We use SGLang, a production-oriented service framework, and run every experiment in its live server mode, ensuring that HTTP parsing, dynamic queueing, and GPU kernel invocation are timed together. Evaluating in this mode exposes the queueing overhead and network latency absent from offline testing, thus revealing how GLA and MLA behave under real deployment constraints. The load generator sends 1280 prompts with a chosen concurrency limit, which controls the number of active requests at once. The server combines these active requests into small batches on the fly, so the limit affects load pressure rather than the fixed batch size. We used the pre-trained weights of the DeepSeek-Coder-V2 Base (236B parameters with 21B active parameters), quantized to FP8, and served with our kernels. For the benchmarks, we set the page size to 64. To simulate GLA, we restructure the MLA latent dimension to GLA with randomly initializing weights since we benchmark performance, not accuracy, in this phase. We also employ chunked-prefills (Agrawal et al., 2023), with a tile length of 8192 tokens, and run the prefill kernel one block at a time. Decode batches are formed independently, so prefill tokens never mix with decode tokens by default.
Every transformer block is sharded across eight GPUs with tensor parallel, while the MoEs feedforward layers are further partitioned by expert parallel. We also benchmark a mix of data parallelism and tensor parallelism, and whenever data parallelism is enabled, only the attention submodule is replicated across data parallel groups. Its outputs are all-gathered before the MoEs feed-forward layer, then redistributed to mitigate the KV cache duplication of MLA. We benchmark a broad spectrum of inference workloads to assess GLA and MLA under both identical parallelism configurations and in cases where GLA employs only tensor parallelism, while MLA combines tensor and data parallelism. We report four service-level metrics: end-to-end (E2E) latency, time-to-first token (TTFT), inter-token latency (ITL), and output throughput. All values in the figures are summarized by their median, which is less sensitive to heavy-tail behavior in large-scale interactive systems.
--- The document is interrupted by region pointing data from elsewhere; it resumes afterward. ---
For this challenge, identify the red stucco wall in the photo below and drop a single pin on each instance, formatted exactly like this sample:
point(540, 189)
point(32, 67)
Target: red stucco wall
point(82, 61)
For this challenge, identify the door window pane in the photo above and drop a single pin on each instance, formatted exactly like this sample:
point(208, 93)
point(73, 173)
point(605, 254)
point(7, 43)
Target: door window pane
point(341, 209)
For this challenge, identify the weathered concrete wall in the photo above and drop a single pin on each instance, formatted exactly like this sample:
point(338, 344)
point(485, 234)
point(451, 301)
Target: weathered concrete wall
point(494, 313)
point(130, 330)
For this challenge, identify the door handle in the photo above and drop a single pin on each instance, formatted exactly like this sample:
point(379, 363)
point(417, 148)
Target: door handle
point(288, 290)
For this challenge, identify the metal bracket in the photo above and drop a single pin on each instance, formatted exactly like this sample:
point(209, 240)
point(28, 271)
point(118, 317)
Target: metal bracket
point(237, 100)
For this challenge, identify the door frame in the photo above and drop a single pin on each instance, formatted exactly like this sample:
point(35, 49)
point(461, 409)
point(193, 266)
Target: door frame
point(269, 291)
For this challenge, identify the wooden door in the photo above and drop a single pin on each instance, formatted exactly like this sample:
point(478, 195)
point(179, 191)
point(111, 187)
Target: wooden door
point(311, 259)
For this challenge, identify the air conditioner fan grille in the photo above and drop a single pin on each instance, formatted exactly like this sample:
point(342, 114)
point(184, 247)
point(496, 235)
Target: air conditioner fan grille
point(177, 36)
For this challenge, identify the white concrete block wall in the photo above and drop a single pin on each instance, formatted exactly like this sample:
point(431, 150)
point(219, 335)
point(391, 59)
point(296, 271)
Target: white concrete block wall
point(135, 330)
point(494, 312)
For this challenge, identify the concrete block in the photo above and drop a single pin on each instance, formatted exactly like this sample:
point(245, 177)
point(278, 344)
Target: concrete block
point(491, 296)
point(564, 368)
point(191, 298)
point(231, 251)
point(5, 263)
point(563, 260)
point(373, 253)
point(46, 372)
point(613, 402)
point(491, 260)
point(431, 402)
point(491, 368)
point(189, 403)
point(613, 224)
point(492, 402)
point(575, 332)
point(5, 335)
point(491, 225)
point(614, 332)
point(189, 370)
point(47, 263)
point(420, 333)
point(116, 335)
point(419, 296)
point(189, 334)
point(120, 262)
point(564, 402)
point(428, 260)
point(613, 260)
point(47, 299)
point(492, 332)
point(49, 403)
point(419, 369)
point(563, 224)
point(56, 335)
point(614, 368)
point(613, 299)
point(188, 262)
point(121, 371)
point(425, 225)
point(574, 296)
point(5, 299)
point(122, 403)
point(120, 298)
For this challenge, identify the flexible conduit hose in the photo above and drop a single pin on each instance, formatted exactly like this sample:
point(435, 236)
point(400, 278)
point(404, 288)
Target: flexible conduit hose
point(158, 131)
In this configuration with TP degree 8 across x8 H100 GPUs, GLA-8 employs eight latent heads, where each token has to cache a latent dimension of 256, whereas MLA maintains a 512-dimensional latent cache duplicated across devices. Both methods have decoupled the RoPE dimension of 64. Figures 7 and Table 27 reveal consistent gains for GLA-8 at every load level. With 16 concurrent requests, GLA-8 reduces the median end-to-end latency from 136 to 117 seconds, a reduction of approximately 15%, while increasing token throughput by approximately 17%. When the concurrency limit rises to 64, GLA-8 completes in 179 seconds compared to 381 seconds for MLA, cutting latency by 53% percent; the first token now arrives after 12 seconds rather than about 3 minutes, and throughput grows by about 70% to 1461 tokens per second. Even with 128 concurrent requests, GLA-8 still reduces latency by around 24% and maintains a throughput lead of nearly 60%. These advantages stem from the smaller KV cache footprint of GLA-8 per device, which reduces memory traffic, allows more active requests to fit on the GPUs, and shortens the waiting time before computation can begin.